There is one other lady I would like to mention and that is my friend Jill. Jill has been more then just a friend to me over the years. She has been a private-I with me (((HA HA... you know what I'm talking about Jill), she's been my hang out pal when no one else was around, she's been the one I laughed with out of sheer exhaustion, the one I sat in Larry's Subs with for hours on end (hey, it was before coffee shops so give us a break!), and she's the one that I know I can go for days or weeks without talking to and pick up right where we left off. Jill is one that understands me. I know that Jill can read me like a book. She knows I need her prayers, and I know she is praying for me and my family all the time. Jill always lends that listening ear and we have some of the most in depth conversations. I thank God for sending Jill into my life. She's stronger then she gives herself credit for, and she is a wonderful mother. God sent her on quite the journey to her son Madox, but He saw her through and what a blessing he is to her now. God's timing is always right, huh Jill? I will always have a special place for Jill, Clayton, and Madox in my heart. As I witnessed the birth of their child, I saw the true reflections of God's love within this family. I can't imagine my life without my JillieFaye. God bless you and keep you always.
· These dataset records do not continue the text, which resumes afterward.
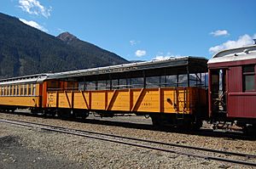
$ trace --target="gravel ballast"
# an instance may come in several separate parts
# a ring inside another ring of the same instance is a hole
[[[255,140],[149,131],[2,113],[0,118],[256,155]],[[130,121],[132,119],[143,121],[143,117],[137,116],[116,118],[124,119],[124,121],[125,118]],[[147,120],[146,123],[148,123]],[[252,168],[4,123],[0,123],[0,168],[38,168],[37,166],[42,166],[41,168]]]

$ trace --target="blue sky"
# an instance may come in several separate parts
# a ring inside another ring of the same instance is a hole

There's also the obvious women, my mother, my big granny, and my sister. They know the roles they play in my life... and I could never repay them for all they've done for me. My life without these women would be on a totally different page, I'm sure. To each of you, God bless you. May you always know that you have a special place in my heart, and your friendship means everything to me. Thank you God for each of these women!!!!